そこで、イスラエルがいま準備しておかなければならないことが二つある。第一に考えられるのは、自暴自棄になったシリアが最後の賭けとして、国外に敵を作るという方法だ。
つまり、国内の混乱を抑えるために、イスラエルとの戦争を始めるということだ。この手法は世界中の国々が、窮地に追い込まれると、採ってきた方法だ。しかし、今のシリアにはそれすらも、出来ないのではないか。
次に考えられるイスラエルが、準備しておかなければならないことは、シリアのアサド体制が崩壊した場合、大量のアラウイ教徒シリア人が、イスラエルに難民となって、亡命してくることだ。述べるまでも無く、シリアのアサド体制は、アラウイ教徒というイスラム教のマイノリテイが、中核をなしている。
従って、アラウイ教徒はスンニー派のシリア人からは、毛嫌いされており、情報機関や軍の幹部家族が、報復を受ける可能性は低くない。彼らが逃げられる唯一の隣国が、イスラエルなのだ。
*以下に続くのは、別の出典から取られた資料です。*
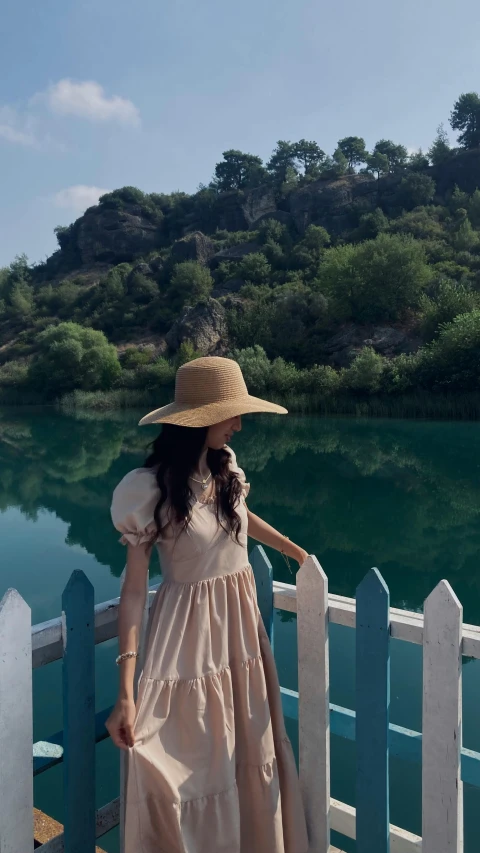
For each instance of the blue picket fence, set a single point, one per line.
(445, 763)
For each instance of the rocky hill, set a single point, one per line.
(314, 271)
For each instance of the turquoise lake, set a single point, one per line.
(403, 496)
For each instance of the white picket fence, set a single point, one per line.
(439, 630)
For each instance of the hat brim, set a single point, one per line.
(210, 413)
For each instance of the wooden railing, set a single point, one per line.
(445, 764)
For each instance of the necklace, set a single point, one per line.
(204, 482)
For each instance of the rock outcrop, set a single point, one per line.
(238, 211)
(193, 247)
(233, 285)
(205, 326)
(326, 202)
(235, 253)
(341, 349)
(114, 236)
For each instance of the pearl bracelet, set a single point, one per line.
(125, 656)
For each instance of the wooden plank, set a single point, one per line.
(442, 793)
(405, 625)
(16, 726)
(46, 828)
(47, 754)
(138, 671)
(372, 695)
(47, 636)
(343, 819)
(79, 714)
(313, 710)
(106, 819)
(404, 743)
(263, 573)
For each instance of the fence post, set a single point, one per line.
(16, 734)
(313, 701)
(372, 638)
(263, 573)
(442, 792)
(78, 622)
(138, 670)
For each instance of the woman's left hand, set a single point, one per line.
(300, 556)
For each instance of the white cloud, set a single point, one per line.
(79, 197)
(16, 129)
(87, 99)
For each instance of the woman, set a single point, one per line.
(210, 768)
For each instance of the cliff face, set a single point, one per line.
(114, 236)
(106, 235)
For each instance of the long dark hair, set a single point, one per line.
(174, 457)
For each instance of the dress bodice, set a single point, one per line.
(203, 550)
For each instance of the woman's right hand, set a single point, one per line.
(120, 724)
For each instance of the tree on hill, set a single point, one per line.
(377, 164)
(466, 117)
(397, 155)
(238, 171)
(283, 161)
(440, 147)
(353, 148)
(309, 155)
(375, 281)
(69, 357)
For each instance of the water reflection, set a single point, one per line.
(401, 495)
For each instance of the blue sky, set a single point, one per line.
(103, 93)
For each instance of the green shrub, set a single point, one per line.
(156, 375)
(450, 300)
(255, 368)
(134, 357)
(13, 373)
(379, 280)
(366, 372)
(452, 360)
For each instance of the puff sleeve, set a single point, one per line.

レバノンもイラクもヨルダンも、何処も彼らを歓迎はすまい。
そのため、イスラエル政府は既に、シリアのアラウイ教徒難民を受け入れる体制を、取り始めているようだ。アラウイ教徒難民を住ませるのは、イスラエルが占領しているシリア領のゴラン高原で、およそ45000人が流入して来ると予測しているようだ。
イスラエルはアラブのマイノリテイを受け入れ、それをアラブとの緊張で盾として使ってきている。例えばイスラエルで国籍を取得したドルーズ教徒(ゴラン高原に住んでいた人たちを中心に)を軍隊に入れ、パレスチナの取締りや戦闘に投入してきている。彼らはアラビア語が話せるので、極めて便利な存在となっている。
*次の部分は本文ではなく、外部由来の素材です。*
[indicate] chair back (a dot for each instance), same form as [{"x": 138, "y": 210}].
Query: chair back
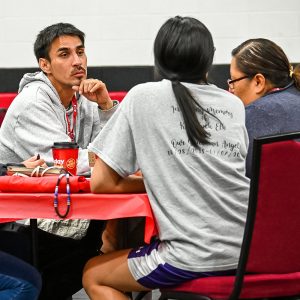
[{"x": 272, "y": 233}]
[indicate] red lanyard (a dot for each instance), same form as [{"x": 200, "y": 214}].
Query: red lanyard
[{"x": 71, "y": 133}]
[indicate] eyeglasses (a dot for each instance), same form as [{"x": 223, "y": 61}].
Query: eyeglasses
[{"x": 231, "y": 81}]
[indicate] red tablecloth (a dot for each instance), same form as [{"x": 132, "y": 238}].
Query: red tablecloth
[{"x": 14, "y": 206}]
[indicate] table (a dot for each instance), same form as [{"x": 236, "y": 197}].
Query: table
[{"x": 16, "y": 206}]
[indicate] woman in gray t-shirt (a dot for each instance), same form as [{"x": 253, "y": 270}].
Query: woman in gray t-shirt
[{"x": 189, "y": 140}]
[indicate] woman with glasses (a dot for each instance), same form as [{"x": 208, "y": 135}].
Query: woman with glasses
[
  {"x": 269, "y": 86},
  {"x": 189, "y": 140}
]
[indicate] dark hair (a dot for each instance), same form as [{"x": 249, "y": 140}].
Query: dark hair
[
  {"x": 264, "y": 56},
  {"x": 184, "y": 51},
  {"x": 46, "y": 36}
]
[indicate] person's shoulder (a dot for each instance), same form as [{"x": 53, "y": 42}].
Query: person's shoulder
[
  {"x": 147, "y": 90},
  {"x": 149, "y": 86}
]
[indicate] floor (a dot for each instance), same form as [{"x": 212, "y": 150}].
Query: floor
[{"x": 81, "y": 295}]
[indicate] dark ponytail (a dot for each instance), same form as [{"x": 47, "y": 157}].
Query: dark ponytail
[
  {"x": 187, "y": 104},
  {"x": 184, "y": 51}
]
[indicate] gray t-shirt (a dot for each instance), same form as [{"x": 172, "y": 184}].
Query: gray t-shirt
[{"x": 198, "y": 196}]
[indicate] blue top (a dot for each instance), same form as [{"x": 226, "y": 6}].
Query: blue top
[{"x": 276, "y": 112}]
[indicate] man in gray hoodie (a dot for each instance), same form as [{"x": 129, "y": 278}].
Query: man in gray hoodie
[{"x": 58, "y": 104}]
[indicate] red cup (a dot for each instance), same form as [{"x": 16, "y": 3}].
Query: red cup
[{"x": 65, "y": 155}]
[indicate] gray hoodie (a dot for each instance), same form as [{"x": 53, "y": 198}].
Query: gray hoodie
[{"x": 35, "y": 120}]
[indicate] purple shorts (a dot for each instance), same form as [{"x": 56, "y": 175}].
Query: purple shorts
[{"x": 149, "y": 271}]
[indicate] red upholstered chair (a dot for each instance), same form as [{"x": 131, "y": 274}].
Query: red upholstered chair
[{"x": 269, "y": 264}]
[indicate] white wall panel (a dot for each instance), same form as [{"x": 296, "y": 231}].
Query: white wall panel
[{"x": 120, "y": 32}]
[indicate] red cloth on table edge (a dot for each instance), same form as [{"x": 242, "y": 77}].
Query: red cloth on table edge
[{"x": 18, "y": 184}]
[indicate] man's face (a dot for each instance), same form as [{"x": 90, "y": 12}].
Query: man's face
[{"x": 68, "y": 62}]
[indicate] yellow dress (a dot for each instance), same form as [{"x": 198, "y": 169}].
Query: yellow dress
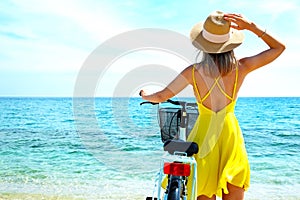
[{"x": 222, "y": 156}]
シリアのアラウイ教徒は、シリアの情報機関や、軍の幹部に多かったことから、イスラエルが彼らを受け入れることは、今後のアラブ対応の上で、極めて好都合であろう。彼らはシリアの軍事情報、兵器装備状況、軍事技術、作戦立案について、知っているばかりか、他のアラブの国々の軍事情報も、持っていよう。
私が考える程度のことは、イスラエルも考えていよう。イスラエルは常に不利な状況を、逆に利用して優位に立とう、と考えているということだ。アラブ諸国はシリアのアサド体制が崩壊することにより、イスラエルとの関係上、極めて不利な状況に追い込まれる、ということでもあるのだ。